こんにちは。ニューヨークで役者やってます、まみきむです。

 

ニューヨークの役者の仕事の1つに、VO(Voice Over)、すなわち声の仕事がある事は、前にも書いたが、アメリカ人向けの英語での声の仕事は勿論のこと、アメリカ企業の日本支社向けの、研修ビデオ等の日本語での声の仕事も重要である。特に普段さんざん英語で苦労している身には、日本語だと本当に楽なので「アメリカ人連中はいつもこんなに楽しとんのか?!」と、その普段の条件の不公平さにかなりむかついたりもする…

 

ある時、以前VOの仕事をした会社の紹介で、とある大企業のVOプロジェクトのオーディションを受けた。ところが、その時に送られて来たメールには、オーディションのSidesと共に、電話番号が添えられ、「〇時にここへ電話して、ボイスメール(留守電)に録音するように」とある。

これは、ボイスメール・オーディションで、最近は少なくなったが、以前はVOのオーディションの手段として時々行われた。実は私は、これが大嫌いである。ただでさえ、ボイスメールにメッセージを残す時というのは、何気にやけに緊張するから苦手なのに、今回はそれがオーディションなのだ。つまりチャンスは1回、もしトチったら、それはそのまま録音され、私のオーディションとして残るので、嫌でもプレッシャーは高まる…しかもボイスメールによっては時間制限があり、その制限時間を過ぎるといきなり容赦なく切れる…つまり、下手をするとオーディションの途中でいきなりしり切れトンボ…という間抜けな事に…おまけにボイスメールの音質はすごく悪い…あの酷い音質でこちらの声も評価されるなんて、あんまりだ!

…しかし、それがリクエストとなれば、やるしかない。

 

そこでまず、自分の言うべき事を台詞のように全て書き出し、Sidesと共に、そのまま読んでボイスメールに録音する事にした。
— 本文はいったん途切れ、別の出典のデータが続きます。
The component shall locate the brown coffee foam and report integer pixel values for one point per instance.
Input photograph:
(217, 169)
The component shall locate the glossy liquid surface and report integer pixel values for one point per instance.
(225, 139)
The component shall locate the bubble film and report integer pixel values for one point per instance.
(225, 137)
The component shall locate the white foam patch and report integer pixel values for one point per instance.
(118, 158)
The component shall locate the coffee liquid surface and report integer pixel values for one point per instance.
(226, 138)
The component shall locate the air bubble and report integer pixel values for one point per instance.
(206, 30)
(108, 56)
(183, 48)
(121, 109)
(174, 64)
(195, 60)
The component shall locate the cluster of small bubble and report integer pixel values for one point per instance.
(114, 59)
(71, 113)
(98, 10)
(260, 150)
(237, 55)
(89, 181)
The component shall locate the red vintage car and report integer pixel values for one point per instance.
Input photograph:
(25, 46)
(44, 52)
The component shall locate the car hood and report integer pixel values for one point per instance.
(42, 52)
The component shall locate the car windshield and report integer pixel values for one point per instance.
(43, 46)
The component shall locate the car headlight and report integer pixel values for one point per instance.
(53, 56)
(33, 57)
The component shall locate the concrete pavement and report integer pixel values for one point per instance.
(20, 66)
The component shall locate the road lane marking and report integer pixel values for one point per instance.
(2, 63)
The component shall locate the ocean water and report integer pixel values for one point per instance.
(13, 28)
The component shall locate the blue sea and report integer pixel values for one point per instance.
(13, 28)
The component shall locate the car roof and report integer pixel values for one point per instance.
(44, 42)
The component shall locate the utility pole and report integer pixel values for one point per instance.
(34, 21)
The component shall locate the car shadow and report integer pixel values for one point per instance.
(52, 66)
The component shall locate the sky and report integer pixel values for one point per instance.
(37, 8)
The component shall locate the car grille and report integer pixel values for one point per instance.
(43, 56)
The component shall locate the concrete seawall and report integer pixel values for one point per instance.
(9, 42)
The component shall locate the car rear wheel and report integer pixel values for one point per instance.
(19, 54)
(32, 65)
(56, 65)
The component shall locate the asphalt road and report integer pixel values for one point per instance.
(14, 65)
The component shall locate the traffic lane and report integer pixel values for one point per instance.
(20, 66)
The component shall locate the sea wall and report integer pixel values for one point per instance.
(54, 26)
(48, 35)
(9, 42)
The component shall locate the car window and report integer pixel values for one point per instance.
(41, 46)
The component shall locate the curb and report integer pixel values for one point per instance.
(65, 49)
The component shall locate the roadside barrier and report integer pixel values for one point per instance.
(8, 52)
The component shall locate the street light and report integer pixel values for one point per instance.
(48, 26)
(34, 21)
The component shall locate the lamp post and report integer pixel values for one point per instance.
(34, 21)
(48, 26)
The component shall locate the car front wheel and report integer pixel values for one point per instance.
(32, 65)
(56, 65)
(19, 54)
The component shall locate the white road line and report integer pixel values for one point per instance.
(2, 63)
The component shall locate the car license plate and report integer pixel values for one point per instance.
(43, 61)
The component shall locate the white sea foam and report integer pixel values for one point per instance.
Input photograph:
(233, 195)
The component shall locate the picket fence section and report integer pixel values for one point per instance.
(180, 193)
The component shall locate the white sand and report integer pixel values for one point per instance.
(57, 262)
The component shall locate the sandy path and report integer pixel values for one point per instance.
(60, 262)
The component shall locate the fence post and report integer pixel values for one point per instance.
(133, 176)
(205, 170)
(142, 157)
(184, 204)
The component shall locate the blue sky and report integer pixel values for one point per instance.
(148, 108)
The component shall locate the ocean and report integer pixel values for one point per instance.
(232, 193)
制限時間については、神のみぞ知る…だが、少なくとも台本があれば、普通のオーディションと同じに感じられるかも…と思ったのだ。

ところが、いざ電話がつながると心臓はバクバク、録音開始の「ピーッ」という発信音が鳴る頃には、心拍数は倍に、血圧も急上昇しているような気がする…普通のオーディションでここまで緊張する事など滅多にないのに、このボイスメールという設定に、嫌でも緊張が高まるのだ。

それでもSidesを読み始める頃には、ようやく落ち着きを取り戻し、何とかトチる事もなく、また幸運にも制限時間内に録音を済ませる事ができた。

 

数日後、そのオーディションに受かったという連絡が、そのオフィスからあり、録音日が告げられた。またその連絡は、受かった3人全員へのグループメールだったので、その他のメールアドレスから、私の他に受かった2人の名前も判明。いずれもVOの現場でよく会う顔なじみさん達だった。

 

ところがその録音は、前日にいきなりドタキャンされ延期となった。とはいえ、仕事そのものがキャンセルされたわけではなく、録音日が別の日になっただけだというし、 実はそれはそう珍しい事でもないので、その延期された録音日の連絡がくるのを、わりと呑気に待っていた。

 

その数日後、エージェントからまた別のVOのオーディションに送られた。

日本語のプロジェクトが、同時期にこんなにいくつもあるとは珍しい事…と思いながらも、いそいそとそのオーディションに行き、そのSidesを見てぶっ飛んだ…なんとそのSidesは、他ならぬボイスメール・オーディションで読んだそれと全く同じものだったのだ。